Document Type
Article
Publication Date
3-2020
Abstract
Motivation
Microbiome analyses of clinical samples with low microbial biomass are challenging because of the very small quantities of microbial DNA relative to the human host, ubiquitous contaminating DNA in sequencing experiments and the large and rapidly growing microbial reference databases.
Results
We present computational subtraction-based microbiome discovery (CSMD), a bioinformatics pipeline specifically developed to generate accurate species-level microbiome profiles for clinical samples with low microbial loads. CSMD applies strategies for the maximal elimination of host sequences with minimal loss of microbial signal and effectively detects microorganisms present in the sample with minimal false positives using a stepwise convergent solution. CSMD was benchmarked in a comparative evaluation with other classic tools on previously published well-characterized datasets. It showed higher sensitivity and specificity in host sequence removal and higher specificity in microbial identification, which led to more accurate abundance estimation. All these features are integrated into a free and easy-to-use tool. Additionally, CSMD applied to cell-free plasma DNA showed that microbial diversity within these samples is substantially broader than previously believed.

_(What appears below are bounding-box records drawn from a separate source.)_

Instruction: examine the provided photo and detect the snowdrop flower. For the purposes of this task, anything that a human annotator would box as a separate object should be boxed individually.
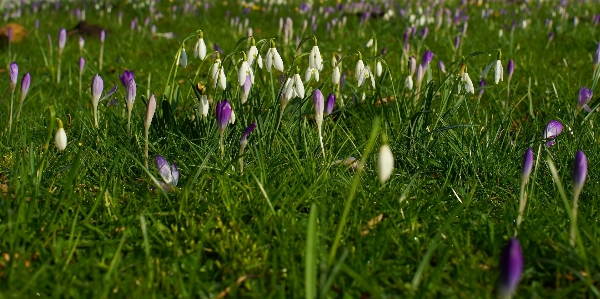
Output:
[194,31,206,60]
[358,66,375,88]
[54,118,67,151]
[266,41,283,73]
[179,48,187,68]
[543,119,562,147]
[494,59,504,84]
[154,155,179,192]
[377,144,394,184]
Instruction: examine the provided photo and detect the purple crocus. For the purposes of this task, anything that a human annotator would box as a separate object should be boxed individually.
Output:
[154,155,179,192]
[573,151,587,195]
[216,100,231,135]
[577,86,594,112]
[9,62,19,92]
[544,119,562,146]
[325,93,335,115]
[21,73,31,102]
[506,59,515,80]
[119,70,135,88]
[58,28,67,55]
[521,148,533,182]
[498,238,523,298]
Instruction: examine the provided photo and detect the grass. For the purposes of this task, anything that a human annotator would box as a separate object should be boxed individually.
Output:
[0,1,600,298]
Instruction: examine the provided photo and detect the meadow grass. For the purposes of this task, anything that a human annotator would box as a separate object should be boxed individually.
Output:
[0,1,600,298]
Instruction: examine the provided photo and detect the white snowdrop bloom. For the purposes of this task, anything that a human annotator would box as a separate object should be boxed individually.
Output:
[238,61,250,86]
[463,72,475,94]
[331,66,341,85]
[199,95,209,117]
[354,59,365,82]
[248,45,260,66]
[194,38,206,60]
[54,119,67,151]
[404,76,414,90]
[377,144,394,183]
[375,61,383,77]
[179,48,187,68]
[494,59,504,84]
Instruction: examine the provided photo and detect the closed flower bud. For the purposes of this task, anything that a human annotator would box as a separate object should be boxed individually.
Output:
[498,238,523,298]
[377,144,394,183]
[54,118,67,151]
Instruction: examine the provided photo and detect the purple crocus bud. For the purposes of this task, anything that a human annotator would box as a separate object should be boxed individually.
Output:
[119,70,135,87]
[479,78,485,97]
[421,50,433,70]
[144,95,156,131]
[325,93,335,115]
[521,148,533,182]
[498,238,523,298]
[79,57,85,75]
[438,60,446,74]
[577,86,594,112]
[544,119,562,146]
[573,151,587,196]
[10,62,19,92]
[21,73,31,102]
[240,122,256,147]
[594,42,600,67]
[216,100,231,134]
[58,28,67,55]
[506,59,515,80]
[313,89,325,127]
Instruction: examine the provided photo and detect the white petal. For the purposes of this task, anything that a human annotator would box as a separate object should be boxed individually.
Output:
[377,144,394,183]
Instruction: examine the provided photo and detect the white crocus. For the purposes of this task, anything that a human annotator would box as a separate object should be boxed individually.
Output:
[494,59,504,84]
[377,144,394,183]
[194,38,206,60]
[331,66,341,85]
[54,118,67,151]
[463,72,475,94]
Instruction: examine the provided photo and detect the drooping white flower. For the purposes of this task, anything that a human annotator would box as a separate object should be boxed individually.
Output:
[54,118,67,151]
[377,144,394,183]
[248,45,260,66]
[194,38,206,60]
[494,59,504,84]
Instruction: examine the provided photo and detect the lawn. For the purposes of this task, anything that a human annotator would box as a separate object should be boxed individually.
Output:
[0,0,600,298]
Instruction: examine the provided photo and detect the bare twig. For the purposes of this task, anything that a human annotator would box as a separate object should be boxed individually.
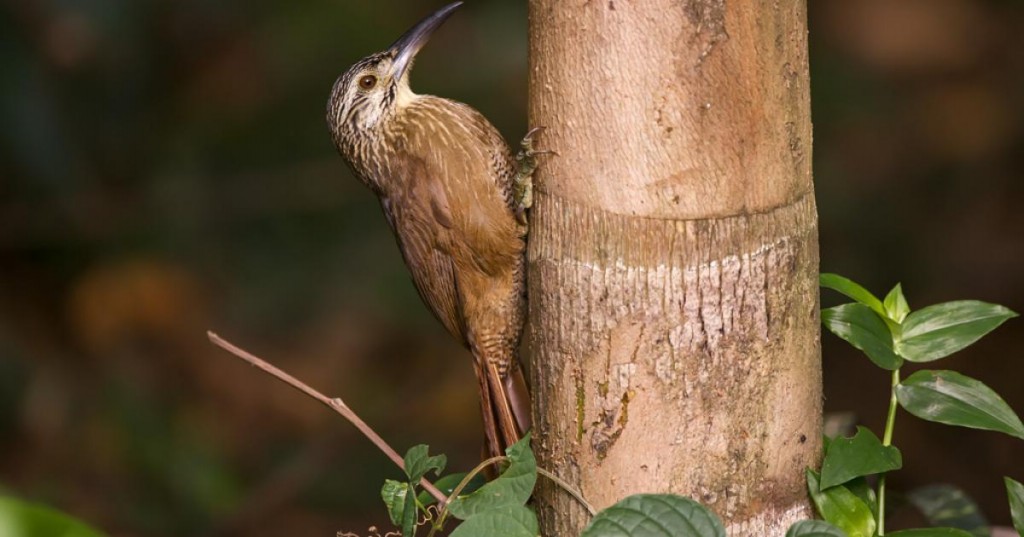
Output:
[537,466,597,517]
[206,331,447,505]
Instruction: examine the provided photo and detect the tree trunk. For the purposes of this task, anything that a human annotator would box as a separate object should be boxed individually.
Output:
[527,0,821,536]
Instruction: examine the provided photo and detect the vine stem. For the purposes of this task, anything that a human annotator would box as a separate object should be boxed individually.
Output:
[206,331,447,509]
[537,467,597,517]
[878,368,899,537]
[427,455,508,537]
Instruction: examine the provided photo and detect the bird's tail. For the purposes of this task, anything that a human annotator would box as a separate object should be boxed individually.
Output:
[476,360,530,457]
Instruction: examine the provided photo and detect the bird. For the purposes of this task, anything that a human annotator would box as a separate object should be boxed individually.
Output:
[327,2,536,456]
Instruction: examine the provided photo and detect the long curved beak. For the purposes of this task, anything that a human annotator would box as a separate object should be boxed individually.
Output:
[388,2,462,80]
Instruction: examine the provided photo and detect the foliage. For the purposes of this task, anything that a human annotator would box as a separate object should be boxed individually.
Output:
[580,494,725,537]
[0,497,103,537]
[807,274,1024,537]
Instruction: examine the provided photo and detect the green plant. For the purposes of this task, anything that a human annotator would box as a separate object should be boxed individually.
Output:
[807,274,1024,537]
[209,274,1024,537]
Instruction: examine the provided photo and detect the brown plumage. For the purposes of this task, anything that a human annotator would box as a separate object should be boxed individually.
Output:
[327,2,529,455]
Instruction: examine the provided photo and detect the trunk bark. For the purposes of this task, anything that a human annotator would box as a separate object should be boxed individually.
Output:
[527,0,821,536]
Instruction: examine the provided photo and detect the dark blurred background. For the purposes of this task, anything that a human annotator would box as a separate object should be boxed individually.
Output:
[0,0,1024,537]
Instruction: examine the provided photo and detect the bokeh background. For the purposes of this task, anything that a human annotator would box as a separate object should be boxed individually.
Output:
[0,0,1024,537]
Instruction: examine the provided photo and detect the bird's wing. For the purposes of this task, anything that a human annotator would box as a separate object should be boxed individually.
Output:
[381,175,466,344]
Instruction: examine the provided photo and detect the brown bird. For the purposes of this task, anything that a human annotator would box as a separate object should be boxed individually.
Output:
[327,2,542,455]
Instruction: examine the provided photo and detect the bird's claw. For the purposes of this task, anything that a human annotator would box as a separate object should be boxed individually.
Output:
[515,126,557,225]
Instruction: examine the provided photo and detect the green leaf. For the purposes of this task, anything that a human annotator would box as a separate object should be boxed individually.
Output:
[818,273,886,316]
[449,432,537,521]
[381,480,417,536]
[896,300,1017,362]
[906,485,991,537]
[580,494,725,537]
[843,478,879,521]
[882,284,910,324]
[1004,478,1024,535]
[785,521,847,537]
[452,505,541,537]
[416,471,486,505]
[0,497,103,537]
[821,303,903,371]
[896,370,1024,439]
[807,468,874,537]
[821,427,903,489]
[886,528,972,537]
[406,444,447,483]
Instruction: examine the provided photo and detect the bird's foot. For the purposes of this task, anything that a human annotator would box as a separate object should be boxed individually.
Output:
[514,127,557,224]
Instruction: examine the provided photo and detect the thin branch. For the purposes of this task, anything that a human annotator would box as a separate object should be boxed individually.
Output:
[206,331,447,505]
[537,466,597,517]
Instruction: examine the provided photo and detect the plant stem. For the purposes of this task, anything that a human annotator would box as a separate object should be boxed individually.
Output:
[427,455,508,537]
[206,331,447,505]
[878,369,899,537]
[537,467,597,517]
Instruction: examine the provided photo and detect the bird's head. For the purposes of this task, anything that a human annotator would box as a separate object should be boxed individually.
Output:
[327,2,462,148]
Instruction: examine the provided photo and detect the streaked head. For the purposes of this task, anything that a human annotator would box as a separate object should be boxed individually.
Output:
[327,2,462,148]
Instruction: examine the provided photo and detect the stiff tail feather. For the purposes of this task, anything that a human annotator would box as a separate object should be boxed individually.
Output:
[476,364,530,457]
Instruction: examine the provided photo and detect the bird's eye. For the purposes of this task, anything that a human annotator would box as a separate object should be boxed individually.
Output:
[359,75,377,89]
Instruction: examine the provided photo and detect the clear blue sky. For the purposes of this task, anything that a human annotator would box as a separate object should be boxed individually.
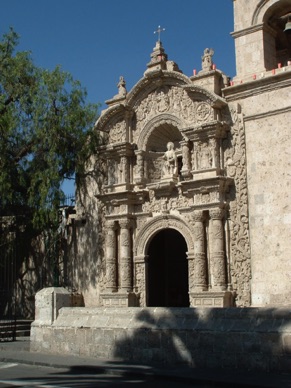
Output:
[0,0,235,194]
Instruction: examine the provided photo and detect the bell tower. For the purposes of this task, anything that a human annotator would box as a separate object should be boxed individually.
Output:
[232,0,291,78]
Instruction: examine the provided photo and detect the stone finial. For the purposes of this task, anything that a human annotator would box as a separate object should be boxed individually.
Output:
[201,48,214,72]
[116,75,127,97]
[147,40,168,70]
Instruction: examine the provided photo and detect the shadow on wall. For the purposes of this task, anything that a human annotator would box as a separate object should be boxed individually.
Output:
[114,308,291,372]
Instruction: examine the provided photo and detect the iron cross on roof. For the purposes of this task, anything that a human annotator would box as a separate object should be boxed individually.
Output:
[154,26,166,42]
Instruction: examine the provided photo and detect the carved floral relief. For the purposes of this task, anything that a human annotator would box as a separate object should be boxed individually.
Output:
[224,107,251,306]
[134,86,214,142]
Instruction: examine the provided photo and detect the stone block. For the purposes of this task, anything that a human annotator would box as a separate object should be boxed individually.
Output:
[34,287,71,325]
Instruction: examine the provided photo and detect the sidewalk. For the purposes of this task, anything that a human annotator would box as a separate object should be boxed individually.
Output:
[0,337,291,388]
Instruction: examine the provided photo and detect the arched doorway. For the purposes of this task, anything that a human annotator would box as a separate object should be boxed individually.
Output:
[147,229,189,307]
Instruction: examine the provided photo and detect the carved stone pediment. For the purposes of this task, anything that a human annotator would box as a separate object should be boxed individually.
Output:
[147,179,177,197]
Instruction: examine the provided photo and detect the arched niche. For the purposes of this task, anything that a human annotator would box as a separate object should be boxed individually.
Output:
[134,214,194,256]
[252,0,291,70]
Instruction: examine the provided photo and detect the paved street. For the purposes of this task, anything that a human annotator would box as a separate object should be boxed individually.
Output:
[0,362,207,388]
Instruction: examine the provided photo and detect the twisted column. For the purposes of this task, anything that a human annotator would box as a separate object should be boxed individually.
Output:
[180,140,191,178]
[135,150,145,183]
[119,220,132,291]
[193,211,207,292]
[105,221,117,292]
[209,209,226,291]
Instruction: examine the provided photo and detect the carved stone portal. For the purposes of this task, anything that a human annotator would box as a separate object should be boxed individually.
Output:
[97,42,249,307]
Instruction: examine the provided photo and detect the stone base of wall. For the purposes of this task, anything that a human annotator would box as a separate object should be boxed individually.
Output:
[31,307,291,372]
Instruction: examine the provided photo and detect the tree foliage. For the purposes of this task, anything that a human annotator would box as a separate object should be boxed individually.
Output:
[0,29,98,226]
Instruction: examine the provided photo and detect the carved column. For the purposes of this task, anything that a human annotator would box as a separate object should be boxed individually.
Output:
[193,211,207,292]
[135,150,145,184]
[134,255,148,307]
[180,140,191,179]
[105,221,117,292]
[119,220,132,292]
[209,209,226,291]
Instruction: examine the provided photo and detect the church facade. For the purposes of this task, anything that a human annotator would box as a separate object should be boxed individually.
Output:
[71,0,291,307]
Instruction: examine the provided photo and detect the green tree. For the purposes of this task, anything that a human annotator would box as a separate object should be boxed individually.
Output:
[0,29,98,227]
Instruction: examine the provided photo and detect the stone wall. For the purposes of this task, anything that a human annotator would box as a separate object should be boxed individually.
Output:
[31,307,291,371]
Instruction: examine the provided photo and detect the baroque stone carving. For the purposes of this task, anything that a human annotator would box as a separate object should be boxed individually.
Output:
[224,107,251,307]
[109,120,126,143]
[134,86,213,146]
[163,142,178,178]
[134,215,194,255]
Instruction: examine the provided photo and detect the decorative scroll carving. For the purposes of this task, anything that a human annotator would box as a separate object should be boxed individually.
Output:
[209,209,226,291]
[107,159,118,186]
[118,156,129,183]
[134,86,214,149]
[194,211,207,292]
[105,221,117,291]
[201,48,214,72]
[119,219,132,291]
[109,120,126,143]
[134,215,194,255]
[223,107,251,307]
[192,139,217,170]
[163,141,178,178]
[196,102,211,122]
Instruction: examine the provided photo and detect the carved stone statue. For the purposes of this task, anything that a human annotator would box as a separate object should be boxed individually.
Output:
[202,48,214,71]
[163,141,178,177]
[117,75,127,97]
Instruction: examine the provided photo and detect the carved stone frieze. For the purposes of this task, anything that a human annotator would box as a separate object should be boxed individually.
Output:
[134,86,214,146]
[134,214,194,255]
[109,120,126,143]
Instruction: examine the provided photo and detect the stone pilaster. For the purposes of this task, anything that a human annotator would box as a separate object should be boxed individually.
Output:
[105,221,117,292]
[191,211,207,292]
[209,209,226,291]
[134,255,148,307]
[180,140,191,179]
[119,220,132,292]
[135,150,145,184]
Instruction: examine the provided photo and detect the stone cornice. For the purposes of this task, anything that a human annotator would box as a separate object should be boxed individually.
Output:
[222,71,291,102]
[183,84,226,108]
[94,104,131,131]
[244,106,291,122]
[231,23,264,39]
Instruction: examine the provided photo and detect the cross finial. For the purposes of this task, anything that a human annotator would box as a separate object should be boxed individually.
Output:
[154,26,166,42]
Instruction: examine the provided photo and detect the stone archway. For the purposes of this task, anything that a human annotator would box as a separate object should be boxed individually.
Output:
[134,214,194,306]
[146,229,190,307]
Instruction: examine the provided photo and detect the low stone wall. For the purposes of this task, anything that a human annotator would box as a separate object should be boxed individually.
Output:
[31,307,291,372]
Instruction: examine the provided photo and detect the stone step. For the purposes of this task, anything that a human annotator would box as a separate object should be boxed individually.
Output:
[0,319,32,339]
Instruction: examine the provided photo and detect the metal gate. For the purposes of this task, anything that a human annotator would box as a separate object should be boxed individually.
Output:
[0,217,17,341]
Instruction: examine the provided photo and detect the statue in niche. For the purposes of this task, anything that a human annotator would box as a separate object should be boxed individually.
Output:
[163,141,178,177]
[117,75,127,97]
[157,88,169,112]
[202,48,214,71]
[197,142,212,170]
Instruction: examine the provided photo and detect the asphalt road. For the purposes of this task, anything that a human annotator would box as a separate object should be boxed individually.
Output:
[0,363,208,388]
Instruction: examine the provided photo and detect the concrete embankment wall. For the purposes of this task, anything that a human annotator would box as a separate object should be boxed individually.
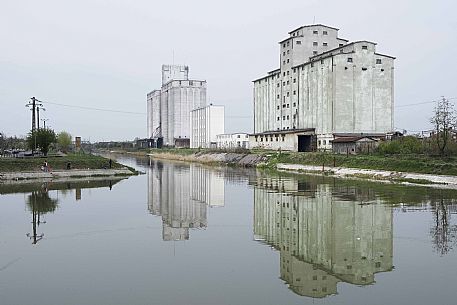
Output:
[149,152,267,167]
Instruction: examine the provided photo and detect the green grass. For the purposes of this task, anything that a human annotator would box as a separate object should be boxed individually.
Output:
[267,152,457,176]
[0,154,125,172]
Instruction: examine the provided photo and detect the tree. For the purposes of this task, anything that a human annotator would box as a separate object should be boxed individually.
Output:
[430,97,456,155]
[57,131,71,152]
[27,128,57,156]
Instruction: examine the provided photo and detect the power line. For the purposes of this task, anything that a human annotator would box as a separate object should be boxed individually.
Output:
[41,101,146,115]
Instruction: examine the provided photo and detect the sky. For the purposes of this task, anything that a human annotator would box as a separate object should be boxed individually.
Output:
[0,0,457,142]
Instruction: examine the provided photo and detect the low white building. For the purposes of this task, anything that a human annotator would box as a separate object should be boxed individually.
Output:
[216,133,249,149]
[190,104,224,148]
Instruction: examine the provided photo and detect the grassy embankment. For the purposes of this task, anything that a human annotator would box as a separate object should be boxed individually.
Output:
[0,154,133,172]
[116,148,457,176]
[266,152,457,176]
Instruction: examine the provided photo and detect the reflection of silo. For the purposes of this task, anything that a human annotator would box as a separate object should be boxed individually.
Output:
[254,178,393,297]
[148,161,207,241]
[190,164,225,207]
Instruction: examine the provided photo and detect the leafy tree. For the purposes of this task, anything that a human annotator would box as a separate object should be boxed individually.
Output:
[430,97,457,155]
[27,128,57,156]
[57,131,71,152]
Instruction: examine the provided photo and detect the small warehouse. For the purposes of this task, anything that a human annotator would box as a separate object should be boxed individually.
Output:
[332,136,379,155]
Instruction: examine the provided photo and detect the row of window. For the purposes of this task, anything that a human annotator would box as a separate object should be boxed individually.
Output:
[313,41,328,47]
[276,98,297,110]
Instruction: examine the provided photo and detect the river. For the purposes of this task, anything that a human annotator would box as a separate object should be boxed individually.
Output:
[0,157,457,305]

Availability and implementation
CSMD is freely available at https://github.com/liuyu8721/csmd.
Recommended Citation
Liu Y, Bible PW, Zou B, Liang Q, Dong C, Wen X, Li Y, Ge X, Li X, Deng X, Ma R. CSMD: A computational subtraction-based microbiome discovery pipeline for species-level characterization of clinical metagenomic samples. Bioinformatics. 2019 Oct 18. doi: 10.1093/bioinformatics/btz790
Comments
Funding: This work was supported by the National Basic Research Program of China [2015CB964601 to L.W.]; the National Natural Science Foundation of China [81570828 to L.W., 11771462 to X.Q.W.]; and the International Science and Technology Cooperation Program of Guangdong [2016B050502007 to X.Q.W.].